Day Off: The Flow of Research; One Happy Memory; Supporting my Friend, etc.

16.04.2024

Pretty depressing day. Such is life. When you think about your problems.

I spent the whole morning and into the afternoon doing my art history assignment. I just need to write it up now. That is going to be the hardest part because I am losing motivation in doing things and I am distracted nowadays. It has got to the stage where even the important things are pointless now.

But there is one thing about research and contemplating artworks and fitting them into your stories – you are lost in the flow. You forget about everything and everyone else. Because that is when your mind truly focuses on things.

When I was volunteering to teach English to refugees and migrants and give them the extra help that they needed, I used to have conversations with them at the end of the lessons as a group. They used to look forward to that part. It gave them a chance to talk and listen to each other’s stories. One day, I asked them to share a happy memory from their childhood. Do you want to know something peculiar? None of them could share a happy memory. Whether they blotted out any memory of happiness from their childhoods, or they literally couldn’t remember anything, they all came out with sad stories of unhappiness. That’s human nature for you.

But I have many happy memories from my childhood. Reading books and living in the adventures – we went to the library regularly although we didn’t have many books at home. Visiting my grandparents and then sleeping in the bed with my grandfather while he told us stories into the night time. My grandmother who made the most delicious chicken curry when we were visiting and fed us snacks that she made like fried bread and gulab jamun. Sometimes, they would buy us cream cakes. Holding my mother’s scarf while she cooked and talked to me in the kitchen. When my father bought me a top of the line Sony Walkman with a radio in it when he was working abroad because it was the thing I most wanted in the whole world to listen to my music on. Eating ice cream on the beach with my family. Going to the shops with my parents for the groceries. Going to school and being around my friends. It is an endless list. I had a very happy childhood.

Afterwards, I went to visit my friend. She has suffered a lot. But for me, she is always positive. I gave her a bouquet of white roses. I always bring her flowers when I visit her at home. I kept my little troubles to myself because she has big ones in her life and in her family at the moment. It was my job to listen so that she could unload and feel a little better and to say things to support her. I have started saying goodbye to her about ten minutes before I have to leave because she never wants me to go and will start talking about other things.

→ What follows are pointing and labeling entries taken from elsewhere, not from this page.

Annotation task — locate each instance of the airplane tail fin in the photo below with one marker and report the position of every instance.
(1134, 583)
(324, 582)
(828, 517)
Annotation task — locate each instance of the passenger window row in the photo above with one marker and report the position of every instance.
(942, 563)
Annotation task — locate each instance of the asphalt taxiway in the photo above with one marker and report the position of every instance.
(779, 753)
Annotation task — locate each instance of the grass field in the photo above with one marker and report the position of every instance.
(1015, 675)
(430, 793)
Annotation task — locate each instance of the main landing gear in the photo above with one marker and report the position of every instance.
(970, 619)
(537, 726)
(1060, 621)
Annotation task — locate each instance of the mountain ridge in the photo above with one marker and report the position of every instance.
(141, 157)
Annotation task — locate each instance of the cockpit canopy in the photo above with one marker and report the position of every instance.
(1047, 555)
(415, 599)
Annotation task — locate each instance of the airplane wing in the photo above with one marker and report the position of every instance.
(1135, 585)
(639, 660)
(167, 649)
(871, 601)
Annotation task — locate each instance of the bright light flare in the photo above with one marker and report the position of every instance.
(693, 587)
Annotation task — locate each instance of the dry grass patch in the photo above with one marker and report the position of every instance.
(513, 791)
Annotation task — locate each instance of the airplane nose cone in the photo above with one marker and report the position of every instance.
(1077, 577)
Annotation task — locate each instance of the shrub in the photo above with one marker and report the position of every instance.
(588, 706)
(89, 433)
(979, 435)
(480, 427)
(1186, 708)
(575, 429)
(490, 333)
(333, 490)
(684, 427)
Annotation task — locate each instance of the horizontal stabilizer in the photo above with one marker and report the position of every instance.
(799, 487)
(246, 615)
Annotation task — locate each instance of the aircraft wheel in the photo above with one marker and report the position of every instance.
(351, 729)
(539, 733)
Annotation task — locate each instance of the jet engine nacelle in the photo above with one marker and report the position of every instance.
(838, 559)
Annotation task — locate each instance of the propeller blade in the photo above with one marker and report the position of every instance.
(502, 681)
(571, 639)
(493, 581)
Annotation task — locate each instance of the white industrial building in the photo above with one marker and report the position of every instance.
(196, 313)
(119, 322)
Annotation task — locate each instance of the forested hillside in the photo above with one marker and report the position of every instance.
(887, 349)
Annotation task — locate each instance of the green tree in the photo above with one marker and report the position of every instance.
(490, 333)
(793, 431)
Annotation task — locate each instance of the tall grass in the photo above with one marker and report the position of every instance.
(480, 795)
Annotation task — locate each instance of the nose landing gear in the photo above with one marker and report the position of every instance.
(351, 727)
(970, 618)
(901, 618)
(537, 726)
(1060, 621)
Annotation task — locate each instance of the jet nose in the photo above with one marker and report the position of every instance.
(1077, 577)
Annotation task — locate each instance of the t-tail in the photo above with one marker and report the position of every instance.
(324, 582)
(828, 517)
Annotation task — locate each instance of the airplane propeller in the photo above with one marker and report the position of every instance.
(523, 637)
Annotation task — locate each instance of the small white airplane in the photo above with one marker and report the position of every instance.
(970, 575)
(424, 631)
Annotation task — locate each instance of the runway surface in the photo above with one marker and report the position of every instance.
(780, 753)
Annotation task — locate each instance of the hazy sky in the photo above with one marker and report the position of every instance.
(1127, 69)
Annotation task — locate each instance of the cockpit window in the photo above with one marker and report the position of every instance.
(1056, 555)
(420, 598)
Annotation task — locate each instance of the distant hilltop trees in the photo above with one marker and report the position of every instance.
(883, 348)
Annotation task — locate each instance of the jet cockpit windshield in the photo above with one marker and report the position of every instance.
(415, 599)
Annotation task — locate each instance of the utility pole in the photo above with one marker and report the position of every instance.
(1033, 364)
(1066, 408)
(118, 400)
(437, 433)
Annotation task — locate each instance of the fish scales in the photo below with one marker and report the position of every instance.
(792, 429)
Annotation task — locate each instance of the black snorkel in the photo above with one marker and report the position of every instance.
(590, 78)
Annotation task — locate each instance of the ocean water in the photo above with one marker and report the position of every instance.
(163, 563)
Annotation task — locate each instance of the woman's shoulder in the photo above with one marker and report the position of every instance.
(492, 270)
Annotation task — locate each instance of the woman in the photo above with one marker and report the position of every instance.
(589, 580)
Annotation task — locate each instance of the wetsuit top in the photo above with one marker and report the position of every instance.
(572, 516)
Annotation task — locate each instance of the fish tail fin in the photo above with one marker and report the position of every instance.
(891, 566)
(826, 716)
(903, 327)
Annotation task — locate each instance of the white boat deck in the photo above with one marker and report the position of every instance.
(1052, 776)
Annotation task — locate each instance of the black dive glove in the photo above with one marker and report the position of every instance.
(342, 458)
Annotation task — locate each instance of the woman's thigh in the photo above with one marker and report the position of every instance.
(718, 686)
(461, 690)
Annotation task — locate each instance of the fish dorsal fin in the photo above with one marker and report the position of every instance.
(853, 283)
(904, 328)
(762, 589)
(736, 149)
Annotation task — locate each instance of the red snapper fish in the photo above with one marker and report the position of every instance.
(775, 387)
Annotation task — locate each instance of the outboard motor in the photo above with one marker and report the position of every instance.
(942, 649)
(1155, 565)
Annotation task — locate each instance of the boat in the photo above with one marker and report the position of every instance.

Next, I went down to the shops at the big mall in Stratford. It is a depressing place. The sales assistants don’t interact with you in any way when you are buying anything, the ‘book shop’ didn’t have any non-fiction books in it and the smallest range of books I have ever seen in a book shop, everything and everyone looks so cheap and mean. And that area is more up market than the area that I actually live in. That’s what it is like to live in a type of ghetto. I went to the Marks and Spencer’s clothing store and bought myself some nice white T-shirts because summer is coming up. I have never actually bought a white T-shirt that costs more than five pounds in my entire life. As a result, they look cheap. But, in summer, white is one of my favourite colours. So, for the first time in my life, I have spent twenty pounds on a nice, white T-shirt that I actually like and looks good on me. I bought two of them. After all, in my life, there is just me to spend that money on. No family of my own. Where else is it going to be spent? Was it a case of retail therapy? Women are going to look at my muscles in those T-shirts in the summer. I am still ripped. I’ve attracted women with my body before. If you have to get superficial, you have to get superficial.

Motivation is so low that I can’t be bothered scraping off the beard off my face. I don’t like beards. They are not a good look and they add age onto your face.

Now that the diary is over, I have to do some remote overtime for work. Just work. Nothing else. For nothing.